Upaya PAN Keluar dari Stagnasi
Daya tarik PAN agaknya tak ditentukan seberapa galaknya sang tokoh Amien Rais kepada penguasa, tetapi ditentukan program dan visi misinya.
”Alangkah aib dan malu serta hina dina PAN di hadapan Allah YME. Kita gadaikan akidah dan politik kita untuk kepentingan sesaat, sedangkan masa depan PAN sungguh tragis dan tidak ada lagi jalan kembali,” tulis Amien. ”Hidup cuma sekali, hidup bagaikan sandiwara singkat, cuma puluhan tahun. Mari kita ambil peran dan posisi yang diridai-Nya, jangan sebaliknya,” kata Amien Rais.
Seruan untuk beroposisi terhadap pemerintahan Presiden Joko Widodo tersebut ditulis Amien Rais kepada kader PAN dalam sebuah acara di Padepokan Pencak Silat TMII, Jakarta, 2 Agustus 2019.
Tak hanya saat itu Amien Rais bersikap oposisi kepada pemerintahan Jokowi. Sejak jelang Pemilu 2014, sikap beroposisi terhadap Jokowi dinyatakan secara terbuka dan menjadi pedoman bagi simpatisan PAN.
Namun, uniknya, meski sedemikian keras serangan politik yang dilontarkan Amien kepada Jokowi, dari praktik kepartaian tidaklah demikian. Apa yang diserukan Amien Rais kerap kali menjadi seruan ”kosong” di tengah tarik-menarik kepentingan pragmatis parpol di parlemen.
Tengok saja relasi hangat Ketua Majelis Penasihat PAN Soetrisno Bachir dengan Jokowi. Demikian juga Ketua Umum PAN Zulkifli Hasan dengan kalangan koalisi parpol pemerintah.
Menjelang Pilpres 2019, bahkan kesan kompromistis kerap terlihat dari cairnya hubungan Zulkifli dengan kelompok koalisi pendukung pemerintah ataupun dengan Jokowi sendiri. Publik pemilih tampaknya pun semakin terbiasa dengan serangan politik yang dilakukan Amien Rais kepada Jokowi, tanpa terlalu memengaruhi sikap politik mereka.
Tak heran, perolehan suara PAN dari pemilu ke pemilu relatif tak beranjak, tetap bergeming.
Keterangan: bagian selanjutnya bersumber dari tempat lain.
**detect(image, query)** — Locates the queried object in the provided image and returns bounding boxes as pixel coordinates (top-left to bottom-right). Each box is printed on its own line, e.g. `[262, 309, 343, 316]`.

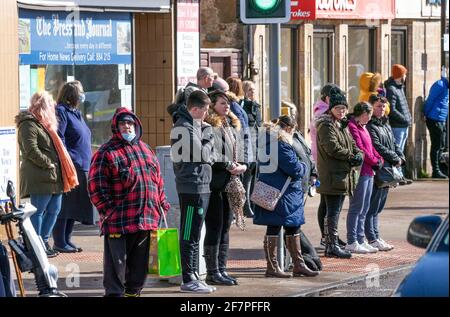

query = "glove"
[303, 254, 323, 271]
[372, 159, 383, 171]
[350, 153, 364, 167]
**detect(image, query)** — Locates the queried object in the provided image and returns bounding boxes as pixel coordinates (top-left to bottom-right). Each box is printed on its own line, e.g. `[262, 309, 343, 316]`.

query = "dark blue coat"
[253, 130, 306, 227]
[423, 77, 448, 122]
[56, 104, 92, 172]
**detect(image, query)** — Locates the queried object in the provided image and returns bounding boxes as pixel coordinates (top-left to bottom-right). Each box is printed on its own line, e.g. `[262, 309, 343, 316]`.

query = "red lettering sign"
[291, 0, 316, 20]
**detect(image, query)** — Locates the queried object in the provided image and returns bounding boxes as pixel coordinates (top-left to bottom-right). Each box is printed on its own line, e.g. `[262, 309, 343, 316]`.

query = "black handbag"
[374, 162, 403, 188]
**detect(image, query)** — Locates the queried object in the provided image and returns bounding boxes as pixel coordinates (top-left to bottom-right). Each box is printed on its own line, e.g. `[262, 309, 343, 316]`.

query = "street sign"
[240, 0, 291, 24]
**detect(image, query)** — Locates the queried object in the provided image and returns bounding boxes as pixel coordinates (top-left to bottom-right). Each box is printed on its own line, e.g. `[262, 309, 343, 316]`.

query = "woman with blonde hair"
[15, 92, 78, 256]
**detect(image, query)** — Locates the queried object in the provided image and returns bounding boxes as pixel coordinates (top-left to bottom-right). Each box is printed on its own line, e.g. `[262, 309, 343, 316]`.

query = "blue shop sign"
[19, 9, 132, 65]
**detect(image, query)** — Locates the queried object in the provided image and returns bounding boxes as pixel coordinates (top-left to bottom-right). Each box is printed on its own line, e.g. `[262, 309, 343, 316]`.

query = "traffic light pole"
[269, 23, 281, 120]
[269, 23, 284, 269]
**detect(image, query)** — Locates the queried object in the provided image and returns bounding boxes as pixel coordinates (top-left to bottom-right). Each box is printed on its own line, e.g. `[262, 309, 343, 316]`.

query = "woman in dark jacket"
[53, 81, 95, 253]
[204, 90, 247, 285]
[316, 91, 363, 258]
[364, 96, 405, 251]
[253, 116, 319, 278]
[15, 93, 64, 257]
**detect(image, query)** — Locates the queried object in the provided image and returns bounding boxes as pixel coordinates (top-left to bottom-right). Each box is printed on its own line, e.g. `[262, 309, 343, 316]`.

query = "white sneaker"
[360, 241, 378, 253]
[370, 240, 391, 251]
[378, 238, 394, 251]
[180, 281, 213, 294]
[345, 241, 369, 254]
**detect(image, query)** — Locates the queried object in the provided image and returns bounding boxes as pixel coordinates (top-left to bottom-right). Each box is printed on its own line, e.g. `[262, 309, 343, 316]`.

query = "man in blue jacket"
[423, 67, 448, 179]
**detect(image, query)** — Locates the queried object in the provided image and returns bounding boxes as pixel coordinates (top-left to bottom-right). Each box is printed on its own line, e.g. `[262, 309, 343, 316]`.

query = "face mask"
[80, 94, 86, 103]
[121, 132, 136, 142]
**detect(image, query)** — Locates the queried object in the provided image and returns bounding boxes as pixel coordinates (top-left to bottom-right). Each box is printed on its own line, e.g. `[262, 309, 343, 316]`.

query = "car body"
[393, 215, 449, 297]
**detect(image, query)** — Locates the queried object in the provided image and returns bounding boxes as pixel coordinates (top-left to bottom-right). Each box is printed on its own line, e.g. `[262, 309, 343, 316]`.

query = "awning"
[17, 0, 170, 13]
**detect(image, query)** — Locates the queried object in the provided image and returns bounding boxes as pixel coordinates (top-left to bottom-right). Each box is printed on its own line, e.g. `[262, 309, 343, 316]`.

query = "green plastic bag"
[148, 211, 181, 277]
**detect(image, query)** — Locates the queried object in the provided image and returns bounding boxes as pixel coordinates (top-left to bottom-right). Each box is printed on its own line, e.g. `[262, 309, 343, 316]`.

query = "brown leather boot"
[286, 233, 319, 277]
[264, 236, 292, 278]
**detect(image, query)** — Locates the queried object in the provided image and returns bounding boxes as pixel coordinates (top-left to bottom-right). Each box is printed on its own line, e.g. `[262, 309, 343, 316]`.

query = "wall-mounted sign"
[0, 127, 18, 203]
[176, 0, 200, 87]
[19, 9, 132, 65]
[312, 0, 395, 20]
[291, 0, 316, 20]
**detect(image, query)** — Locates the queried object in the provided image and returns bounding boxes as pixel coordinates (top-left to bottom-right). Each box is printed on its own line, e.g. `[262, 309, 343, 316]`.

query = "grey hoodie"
[170, 107, 214, 194]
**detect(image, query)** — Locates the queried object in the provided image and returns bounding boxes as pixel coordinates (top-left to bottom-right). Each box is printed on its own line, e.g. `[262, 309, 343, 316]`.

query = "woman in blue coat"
[253, 116, 319, 278]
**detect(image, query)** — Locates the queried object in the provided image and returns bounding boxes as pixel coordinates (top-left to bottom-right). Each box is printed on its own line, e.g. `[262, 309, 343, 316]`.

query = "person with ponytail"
[15, 92, 78, 257]
[53, 81, 95, 253]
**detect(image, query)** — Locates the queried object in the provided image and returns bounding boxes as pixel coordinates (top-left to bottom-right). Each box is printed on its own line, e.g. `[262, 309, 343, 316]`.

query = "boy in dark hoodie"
[170, 90, 215, 293]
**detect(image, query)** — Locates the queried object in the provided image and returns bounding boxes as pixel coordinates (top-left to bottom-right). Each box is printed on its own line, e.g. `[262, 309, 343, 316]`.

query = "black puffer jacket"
[384, 77, 412, 128]
[367, 117, 405, 165]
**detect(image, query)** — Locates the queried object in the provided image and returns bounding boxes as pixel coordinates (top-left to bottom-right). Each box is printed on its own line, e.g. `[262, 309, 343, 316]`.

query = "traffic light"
[240, 0, 291, 24]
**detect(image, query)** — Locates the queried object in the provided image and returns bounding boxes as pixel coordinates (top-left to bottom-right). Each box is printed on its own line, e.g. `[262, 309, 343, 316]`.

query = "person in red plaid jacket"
[88, 108, 170, 297]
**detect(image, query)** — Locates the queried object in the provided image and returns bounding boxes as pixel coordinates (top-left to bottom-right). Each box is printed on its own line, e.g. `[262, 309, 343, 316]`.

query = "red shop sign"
[291, 0, 316, 20]
[311, 0, 395, 20]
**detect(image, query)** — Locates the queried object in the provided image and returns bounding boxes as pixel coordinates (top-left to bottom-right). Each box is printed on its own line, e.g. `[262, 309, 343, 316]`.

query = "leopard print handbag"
[250, 177, 292, 211]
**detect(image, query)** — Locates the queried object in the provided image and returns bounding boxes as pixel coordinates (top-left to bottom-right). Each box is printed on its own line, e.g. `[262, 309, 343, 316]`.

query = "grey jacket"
[170, 107, 214, 194]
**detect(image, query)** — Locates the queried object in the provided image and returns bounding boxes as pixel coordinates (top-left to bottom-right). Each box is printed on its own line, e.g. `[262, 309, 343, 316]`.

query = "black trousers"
[103, 231, 150, 297]
[427, 118, 445, 171]
[204, 191, 233, 246]
[178, 194, 210, 283]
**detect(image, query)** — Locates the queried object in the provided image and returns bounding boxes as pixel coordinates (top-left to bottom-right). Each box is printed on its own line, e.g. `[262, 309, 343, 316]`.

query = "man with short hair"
[170, 90, 215, 293]
[88, 107, 170, 297]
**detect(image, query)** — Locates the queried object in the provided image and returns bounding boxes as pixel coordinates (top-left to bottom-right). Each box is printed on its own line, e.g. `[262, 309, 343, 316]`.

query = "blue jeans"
[347, 176, 373, 244]
[365, 185, 389, 242]
[30, 194, 62, 242]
Hasil Pemilu 2019 menunjukkan raihan suara PAN relatif sama dengan Pemilu 2014, sekitar 9,5 juta pemilih. Bandingkan dengan pertumbuhan suara PDI-P (16,1 persen), Gerindra (19,2 persen), Nasdem (50,6 persen), PKS (35,5 persen), dan PKB (20,0 persen).
Namun, hal tersebut juga bisa dimaknai, jumlah suara simpatisan PAN tidak mengalami gejolak penurunan yang tajam dari pemilu ke pemilu. Hal ini berbeda dengan partai-partai lain yang fluktuatif. Perolehan suara PDI-P, PKB, dan Golkar anjlok pada Pemilu 2009, sementara Demokrat anjlok pada Pemilu 2019.
Dari sisi perolehan kursi PAN di DPR, tampak pertambahannya sudah mandek selama dua pemilu (satu dekade). Tahun ini, perolehannya berkurang empat kursi dibandingkan dengan Pemilu 2014.
Meski demikian, raihan suara PAN itu menunjukkan loyalitas pemilih partai ini kian terbentuk. Artinya, sebagai partai dengan basis massa yang disebut-sebut merupakan kalangan Muhammadiyah, PAN memiliki derajat pemilih loyal relatif besar.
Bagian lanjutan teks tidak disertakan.